With the start of the school year underway, parking can become tight at times, especially in parking lots located near the university. There was talk that circulated regarding concerns over losing parking space in Q Parking Lot, due to the recent renovations.
SCSU Parking Coordinator Georgian Gross explained that there is no cause for alarm, as there are still plenty of parking permits available all over campus.
When the Q Parking Lot project was being discussed, the idea of losing parking space was not an issue, as it is still available for permit holders
Gross said, “When I first came to Public Safety 10 or 11 years ago, parking was a problem at that time. Our enrollment was up. Q-Lot held approximately 1,100 students that lived on campus, but since then, that number has consistently gone down.
Gross attributed the lower numbers to the creation of Coborn Apartments, students commuting and an overall decrease in students living in the residential halls.

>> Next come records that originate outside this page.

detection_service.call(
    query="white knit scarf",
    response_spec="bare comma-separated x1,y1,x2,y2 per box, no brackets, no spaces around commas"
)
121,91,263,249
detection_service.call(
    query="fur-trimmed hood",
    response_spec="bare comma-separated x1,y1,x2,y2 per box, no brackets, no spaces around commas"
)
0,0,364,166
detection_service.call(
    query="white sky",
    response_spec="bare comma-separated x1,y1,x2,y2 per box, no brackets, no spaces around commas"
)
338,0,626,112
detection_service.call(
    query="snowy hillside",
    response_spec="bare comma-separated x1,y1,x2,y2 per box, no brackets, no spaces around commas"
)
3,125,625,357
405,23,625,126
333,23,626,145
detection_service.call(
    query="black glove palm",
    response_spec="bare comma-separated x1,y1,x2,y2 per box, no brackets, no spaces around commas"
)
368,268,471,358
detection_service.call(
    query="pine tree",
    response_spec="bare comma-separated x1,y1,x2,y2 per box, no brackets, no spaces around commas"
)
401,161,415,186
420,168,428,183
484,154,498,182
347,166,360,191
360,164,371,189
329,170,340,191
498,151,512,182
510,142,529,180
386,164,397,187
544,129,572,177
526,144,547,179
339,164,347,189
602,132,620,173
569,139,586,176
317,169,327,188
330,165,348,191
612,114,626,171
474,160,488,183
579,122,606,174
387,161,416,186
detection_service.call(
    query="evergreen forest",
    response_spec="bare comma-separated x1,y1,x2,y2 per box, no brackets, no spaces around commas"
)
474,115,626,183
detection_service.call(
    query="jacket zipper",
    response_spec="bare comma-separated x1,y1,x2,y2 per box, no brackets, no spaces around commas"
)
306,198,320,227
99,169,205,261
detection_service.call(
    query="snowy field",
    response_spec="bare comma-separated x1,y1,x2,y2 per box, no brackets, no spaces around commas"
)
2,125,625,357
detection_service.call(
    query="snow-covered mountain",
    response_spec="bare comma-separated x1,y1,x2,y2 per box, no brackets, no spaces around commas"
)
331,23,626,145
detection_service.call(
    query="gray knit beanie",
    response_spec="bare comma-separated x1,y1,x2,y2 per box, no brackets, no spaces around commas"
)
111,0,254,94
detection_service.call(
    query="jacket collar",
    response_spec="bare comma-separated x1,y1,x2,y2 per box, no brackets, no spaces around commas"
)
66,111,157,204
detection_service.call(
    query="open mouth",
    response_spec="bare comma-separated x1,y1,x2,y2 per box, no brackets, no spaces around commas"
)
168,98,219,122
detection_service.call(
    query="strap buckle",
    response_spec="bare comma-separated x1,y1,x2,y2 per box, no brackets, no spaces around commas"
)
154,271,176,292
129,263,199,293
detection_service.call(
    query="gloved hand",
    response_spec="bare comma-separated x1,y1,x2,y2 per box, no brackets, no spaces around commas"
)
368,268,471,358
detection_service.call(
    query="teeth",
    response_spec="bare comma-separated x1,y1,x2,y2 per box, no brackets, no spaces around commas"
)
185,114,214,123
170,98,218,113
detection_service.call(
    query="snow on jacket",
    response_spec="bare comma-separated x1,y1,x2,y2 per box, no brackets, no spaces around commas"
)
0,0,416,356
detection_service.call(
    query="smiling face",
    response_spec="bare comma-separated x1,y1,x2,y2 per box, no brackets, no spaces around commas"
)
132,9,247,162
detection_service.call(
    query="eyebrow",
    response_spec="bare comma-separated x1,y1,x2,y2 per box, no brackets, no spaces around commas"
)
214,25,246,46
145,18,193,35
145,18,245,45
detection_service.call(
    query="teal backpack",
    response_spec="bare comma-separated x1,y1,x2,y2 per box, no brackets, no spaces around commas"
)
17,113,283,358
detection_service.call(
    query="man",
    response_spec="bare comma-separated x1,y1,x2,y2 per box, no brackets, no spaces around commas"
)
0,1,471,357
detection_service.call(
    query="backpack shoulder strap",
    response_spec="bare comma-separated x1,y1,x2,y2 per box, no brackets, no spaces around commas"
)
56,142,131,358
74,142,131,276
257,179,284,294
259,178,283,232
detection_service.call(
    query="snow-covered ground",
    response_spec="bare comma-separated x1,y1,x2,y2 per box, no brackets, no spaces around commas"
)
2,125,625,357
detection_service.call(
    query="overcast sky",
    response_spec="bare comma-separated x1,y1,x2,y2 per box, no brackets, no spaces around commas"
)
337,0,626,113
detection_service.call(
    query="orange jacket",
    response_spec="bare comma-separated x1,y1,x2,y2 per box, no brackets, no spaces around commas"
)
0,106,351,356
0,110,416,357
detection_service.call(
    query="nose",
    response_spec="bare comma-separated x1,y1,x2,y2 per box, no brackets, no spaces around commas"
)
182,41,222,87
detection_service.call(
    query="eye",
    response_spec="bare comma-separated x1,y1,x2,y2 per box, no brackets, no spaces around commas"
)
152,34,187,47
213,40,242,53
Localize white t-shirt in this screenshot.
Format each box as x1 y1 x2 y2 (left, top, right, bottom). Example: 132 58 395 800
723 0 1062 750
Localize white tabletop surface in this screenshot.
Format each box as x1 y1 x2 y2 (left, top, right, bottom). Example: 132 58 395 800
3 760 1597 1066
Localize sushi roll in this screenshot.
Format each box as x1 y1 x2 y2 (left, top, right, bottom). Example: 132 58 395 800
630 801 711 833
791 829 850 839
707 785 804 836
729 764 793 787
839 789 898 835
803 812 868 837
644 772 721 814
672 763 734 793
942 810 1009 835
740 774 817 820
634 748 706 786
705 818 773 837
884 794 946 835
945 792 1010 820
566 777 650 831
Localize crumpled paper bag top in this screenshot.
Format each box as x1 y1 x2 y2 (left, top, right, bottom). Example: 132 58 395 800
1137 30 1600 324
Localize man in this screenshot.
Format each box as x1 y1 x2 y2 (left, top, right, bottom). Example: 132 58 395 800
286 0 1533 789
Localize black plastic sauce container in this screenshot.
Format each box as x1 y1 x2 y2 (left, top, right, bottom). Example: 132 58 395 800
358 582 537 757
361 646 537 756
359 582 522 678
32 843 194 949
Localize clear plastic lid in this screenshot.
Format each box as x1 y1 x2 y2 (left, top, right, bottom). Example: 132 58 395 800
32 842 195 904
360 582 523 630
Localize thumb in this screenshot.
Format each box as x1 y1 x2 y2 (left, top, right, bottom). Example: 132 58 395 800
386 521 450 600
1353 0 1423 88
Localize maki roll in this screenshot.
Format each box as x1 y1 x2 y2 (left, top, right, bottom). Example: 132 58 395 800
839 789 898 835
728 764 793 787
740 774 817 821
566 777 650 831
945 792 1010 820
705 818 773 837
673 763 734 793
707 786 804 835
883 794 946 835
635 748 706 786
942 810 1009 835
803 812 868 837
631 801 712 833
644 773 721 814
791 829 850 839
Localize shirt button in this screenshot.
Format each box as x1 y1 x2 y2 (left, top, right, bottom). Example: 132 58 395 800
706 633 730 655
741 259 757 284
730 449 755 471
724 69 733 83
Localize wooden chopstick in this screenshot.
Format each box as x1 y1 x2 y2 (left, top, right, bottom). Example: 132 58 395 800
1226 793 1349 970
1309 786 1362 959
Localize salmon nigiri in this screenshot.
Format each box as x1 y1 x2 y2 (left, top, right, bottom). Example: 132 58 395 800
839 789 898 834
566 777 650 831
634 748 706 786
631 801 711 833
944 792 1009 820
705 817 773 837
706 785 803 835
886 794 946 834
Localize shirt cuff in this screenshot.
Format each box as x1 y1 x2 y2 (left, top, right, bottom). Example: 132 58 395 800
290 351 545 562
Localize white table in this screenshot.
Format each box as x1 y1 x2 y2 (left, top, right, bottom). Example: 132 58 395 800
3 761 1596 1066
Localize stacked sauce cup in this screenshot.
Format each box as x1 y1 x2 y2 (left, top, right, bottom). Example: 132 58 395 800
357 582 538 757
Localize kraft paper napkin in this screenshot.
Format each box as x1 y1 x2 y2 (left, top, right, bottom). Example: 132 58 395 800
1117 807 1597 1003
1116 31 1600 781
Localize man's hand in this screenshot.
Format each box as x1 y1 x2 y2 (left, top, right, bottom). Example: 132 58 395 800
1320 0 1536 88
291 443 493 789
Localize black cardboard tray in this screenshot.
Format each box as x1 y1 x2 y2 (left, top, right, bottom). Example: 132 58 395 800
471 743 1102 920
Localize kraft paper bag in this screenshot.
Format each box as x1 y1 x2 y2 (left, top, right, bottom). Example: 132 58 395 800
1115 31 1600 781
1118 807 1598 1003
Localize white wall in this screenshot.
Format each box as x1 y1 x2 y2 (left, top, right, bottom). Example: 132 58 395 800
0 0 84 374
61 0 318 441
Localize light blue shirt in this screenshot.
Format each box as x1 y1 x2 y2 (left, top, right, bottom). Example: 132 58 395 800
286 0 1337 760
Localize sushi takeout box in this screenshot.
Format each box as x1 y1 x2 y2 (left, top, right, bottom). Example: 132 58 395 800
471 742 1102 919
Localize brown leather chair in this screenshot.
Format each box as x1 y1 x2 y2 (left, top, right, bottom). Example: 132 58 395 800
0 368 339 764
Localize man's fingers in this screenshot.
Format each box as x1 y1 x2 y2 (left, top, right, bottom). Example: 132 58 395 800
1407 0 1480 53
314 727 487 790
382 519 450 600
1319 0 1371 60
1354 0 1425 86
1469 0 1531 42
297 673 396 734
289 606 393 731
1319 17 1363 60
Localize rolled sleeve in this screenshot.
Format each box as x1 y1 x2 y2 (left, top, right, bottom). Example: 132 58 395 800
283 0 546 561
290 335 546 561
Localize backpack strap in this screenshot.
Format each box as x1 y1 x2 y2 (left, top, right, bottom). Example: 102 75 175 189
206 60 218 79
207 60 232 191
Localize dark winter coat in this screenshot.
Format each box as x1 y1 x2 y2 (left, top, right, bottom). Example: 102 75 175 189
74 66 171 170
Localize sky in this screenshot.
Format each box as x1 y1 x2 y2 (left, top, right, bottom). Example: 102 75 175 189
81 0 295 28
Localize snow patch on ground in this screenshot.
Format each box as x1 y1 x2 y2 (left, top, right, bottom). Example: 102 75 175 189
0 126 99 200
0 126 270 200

“Last year we had a max of 300 parkers in Q-Lot, which was 800 empty spaces. So we decided to move permit holders to K-Lot. Which we have done, and we placed them close to the Husky Hub, so they can get on and off the bus,” Gross said.
Despite the majority of students being moved to K Parking Lot, Q Parking Lot is still an available parking option. Although right now, it is being treated more like an overflow lot, with only 55 students currently holding semester-long permits.
“We have always been able to accommodate people in K-Lot, and if we ever have too many, we will open up a larger portion of Q-Lot, where students can park overnight.” said Gross.
As for future plans for upcoming years, Gross plans for event parking for occasions that require over 100 people coming to SCSU in certain lots. She also hopes to one day offer free parking on campus in B Parking Lot, located near the College of Education, and C parking Lot near the parking ramp.
For now, beyond permits being shuffled, the difference in Q Parking Lot is evident in the now clean water that is running out from the basin, creating a fresh start for both students and the environment.